At the Assembly of Extraordinary Bakers, the inaugural event of the Intergalactic Bakers Federation co-founded by bakers and retail business owners Solveig Tofte and Pierre Zimmerman, expert bakers from around the world gathered April 22-23 at Chicago’s Kendall College to share ideas and celebrate a bit of camaraderie.

A special guest at the event was Syrian immigrant Molhem Tayara, who lives in Kalamazoo, Michigan, where he works at The Victorian Bakery, which is co-owned by Maria Brennan, who also attended the event. She first met Tayara last year.

“Last year, a lot of the news that we were getting was so negative, and here Molhem left his homeland and came to America as an immigrant, which I did as well,” Brennan says. “There is nowhere else that you can be an entrepreneur like you can in the United States. And there is such hope for us as immigrants coming here.”

“Bakers are so generous with their knowledge and their skills,” she continues. “They all help each other. It’s such an incredible opportunity that Molhem got here today.”

Tayara, just 21 years old, started making Fatayer at Victorian Bakery in October 2016 and now works at the bakery every Saturday, in addition to going to school and working evenings at a restaurant. At the Chicago event, he presented two savory pastries: Fatayer (filled with spinach and cheese), and Zatayer (a flat pastry topped with herbs). Fatayer is a fast food well known in the Middle East.

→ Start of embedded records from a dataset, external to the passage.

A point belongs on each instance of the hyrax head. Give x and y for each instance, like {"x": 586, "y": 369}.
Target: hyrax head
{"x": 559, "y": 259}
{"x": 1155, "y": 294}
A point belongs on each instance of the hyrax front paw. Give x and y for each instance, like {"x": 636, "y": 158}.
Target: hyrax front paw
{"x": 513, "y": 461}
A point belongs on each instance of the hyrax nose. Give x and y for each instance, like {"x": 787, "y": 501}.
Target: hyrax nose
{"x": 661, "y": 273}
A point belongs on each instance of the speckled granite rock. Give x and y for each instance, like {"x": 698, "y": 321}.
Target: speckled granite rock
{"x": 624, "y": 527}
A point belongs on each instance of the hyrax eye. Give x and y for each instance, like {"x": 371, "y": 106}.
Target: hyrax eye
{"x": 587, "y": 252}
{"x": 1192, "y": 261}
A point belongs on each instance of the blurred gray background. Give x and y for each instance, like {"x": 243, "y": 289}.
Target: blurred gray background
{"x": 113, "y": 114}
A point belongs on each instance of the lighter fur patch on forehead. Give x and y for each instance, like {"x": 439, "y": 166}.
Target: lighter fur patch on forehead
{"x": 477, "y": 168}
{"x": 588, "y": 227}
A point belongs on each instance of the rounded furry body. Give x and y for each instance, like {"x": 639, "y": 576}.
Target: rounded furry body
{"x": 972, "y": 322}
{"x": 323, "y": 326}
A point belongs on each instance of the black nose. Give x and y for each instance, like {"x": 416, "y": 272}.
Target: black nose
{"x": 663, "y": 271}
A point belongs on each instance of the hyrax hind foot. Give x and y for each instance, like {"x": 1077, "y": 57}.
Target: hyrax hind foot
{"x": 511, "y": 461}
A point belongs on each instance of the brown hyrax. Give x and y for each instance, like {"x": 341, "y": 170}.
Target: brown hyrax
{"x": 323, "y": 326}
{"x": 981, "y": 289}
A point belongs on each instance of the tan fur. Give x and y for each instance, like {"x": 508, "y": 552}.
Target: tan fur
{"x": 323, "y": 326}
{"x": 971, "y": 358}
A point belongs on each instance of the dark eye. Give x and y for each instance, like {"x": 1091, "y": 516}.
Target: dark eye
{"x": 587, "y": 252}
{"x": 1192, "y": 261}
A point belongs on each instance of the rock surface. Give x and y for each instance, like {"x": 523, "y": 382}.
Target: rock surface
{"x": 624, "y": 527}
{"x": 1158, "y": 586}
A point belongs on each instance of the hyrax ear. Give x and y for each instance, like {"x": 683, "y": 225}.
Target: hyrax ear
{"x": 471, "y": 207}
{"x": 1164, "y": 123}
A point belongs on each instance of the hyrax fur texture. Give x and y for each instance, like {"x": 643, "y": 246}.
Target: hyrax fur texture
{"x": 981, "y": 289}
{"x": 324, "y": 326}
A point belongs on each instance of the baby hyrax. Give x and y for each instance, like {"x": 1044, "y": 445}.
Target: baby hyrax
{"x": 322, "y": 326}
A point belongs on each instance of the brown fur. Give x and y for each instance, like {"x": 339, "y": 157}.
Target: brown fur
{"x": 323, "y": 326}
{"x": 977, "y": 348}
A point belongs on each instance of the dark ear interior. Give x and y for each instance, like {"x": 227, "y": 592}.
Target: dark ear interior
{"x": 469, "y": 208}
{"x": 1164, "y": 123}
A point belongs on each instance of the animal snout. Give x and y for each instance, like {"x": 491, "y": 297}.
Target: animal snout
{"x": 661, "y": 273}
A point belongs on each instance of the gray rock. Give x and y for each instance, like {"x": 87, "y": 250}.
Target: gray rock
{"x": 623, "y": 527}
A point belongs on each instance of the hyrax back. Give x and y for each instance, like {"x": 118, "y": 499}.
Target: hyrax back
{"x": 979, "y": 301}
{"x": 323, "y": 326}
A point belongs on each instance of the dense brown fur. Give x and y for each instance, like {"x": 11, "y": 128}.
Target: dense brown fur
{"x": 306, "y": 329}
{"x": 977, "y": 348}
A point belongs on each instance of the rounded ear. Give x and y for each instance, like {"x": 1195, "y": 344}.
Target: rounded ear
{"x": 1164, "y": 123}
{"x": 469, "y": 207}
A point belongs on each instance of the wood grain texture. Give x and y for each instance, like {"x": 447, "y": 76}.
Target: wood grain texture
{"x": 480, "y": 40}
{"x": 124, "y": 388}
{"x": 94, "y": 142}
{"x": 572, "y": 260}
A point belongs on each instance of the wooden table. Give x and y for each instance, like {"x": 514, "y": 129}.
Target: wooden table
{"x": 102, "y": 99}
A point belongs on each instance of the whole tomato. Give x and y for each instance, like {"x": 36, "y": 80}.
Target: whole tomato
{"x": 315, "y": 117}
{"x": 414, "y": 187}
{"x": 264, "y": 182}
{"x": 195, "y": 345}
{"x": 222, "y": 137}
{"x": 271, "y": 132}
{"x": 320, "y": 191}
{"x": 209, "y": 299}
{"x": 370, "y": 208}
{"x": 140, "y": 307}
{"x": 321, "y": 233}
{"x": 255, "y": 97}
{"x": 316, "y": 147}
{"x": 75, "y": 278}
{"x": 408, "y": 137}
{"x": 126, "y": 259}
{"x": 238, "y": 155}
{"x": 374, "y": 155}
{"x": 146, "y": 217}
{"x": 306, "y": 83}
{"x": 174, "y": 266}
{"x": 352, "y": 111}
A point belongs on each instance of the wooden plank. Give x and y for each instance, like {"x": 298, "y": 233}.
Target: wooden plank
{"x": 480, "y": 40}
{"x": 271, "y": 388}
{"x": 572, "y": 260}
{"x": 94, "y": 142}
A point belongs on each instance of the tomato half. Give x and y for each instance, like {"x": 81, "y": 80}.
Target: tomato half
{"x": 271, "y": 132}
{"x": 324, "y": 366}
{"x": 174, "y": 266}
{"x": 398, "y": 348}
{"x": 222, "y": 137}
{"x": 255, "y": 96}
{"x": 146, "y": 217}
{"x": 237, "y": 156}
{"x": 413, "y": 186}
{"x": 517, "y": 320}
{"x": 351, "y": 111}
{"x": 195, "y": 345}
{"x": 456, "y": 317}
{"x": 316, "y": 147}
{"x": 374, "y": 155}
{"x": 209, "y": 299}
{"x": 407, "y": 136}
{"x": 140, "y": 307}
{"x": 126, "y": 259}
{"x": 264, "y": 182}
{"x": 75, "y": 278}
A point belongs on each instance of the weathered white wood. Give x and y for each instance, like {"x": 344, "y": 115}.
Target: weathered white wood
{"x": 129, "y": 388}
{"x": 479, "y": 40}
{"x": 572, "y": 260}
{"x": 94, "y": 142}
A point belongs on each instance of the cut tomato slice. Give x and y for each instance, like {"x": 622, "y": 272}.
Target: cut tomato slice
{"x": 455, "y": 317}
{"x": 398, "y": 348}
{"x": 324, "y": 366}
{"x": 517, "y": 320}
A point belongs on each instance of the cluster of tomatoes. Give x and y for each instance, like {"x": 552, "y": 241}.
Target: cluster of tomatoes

“I start baking when I was 16 years old in Syria,” says Tayara, who lives in Kalamazoo with his parents and four brothers. “Our family moved to Jordan, and I worked for Syrian bakeries there. I put in my mind that I wanted to learn how to be a baker. I usually make dough with meat on it. I like special meats and cooking with vegetables.”

Tayara said he greatly enjoyed the experience of working with some of the world’s greatest bakers. “I learned a lot from other bakers from different countries. Someday, I hope to open a Syrian bakery in America.”

Brennan also considers herself very fortunate to be part of the bakery industry in the United States.

“I was born in Ireland and moved to Kuwait. I got caught in the first Gulf War and was held in Baghdad,” she recalls. “When they let the first wave of foreigners go, I went back in to fly the troops in through Cairo. So I lived in Egypt. Then I went back to Kuwait after the liberation and met my husband, who is a US Navy Reservist and a pilot based there. We moved back to Kalamazoo in 2000.”

Since that time, their bakery has grown and prospered.

“The bakery itself is going on 14 years,” she continues. “We started in our basement. We built a commercial kitchen in our basement, a very small kitchen. Eventually, the business kept growing and we moved to our present location, which we are now outgrowing.”

The past year has been a wonderful experience because it reminds her of the hope and strength of community.

“We’ve been very fortunate because the people in Kalamazoo have been amazing,” she says. “They are so welcoming to Molhem and his family. They have really supported him, and it’s been such a positive experience for all of us.”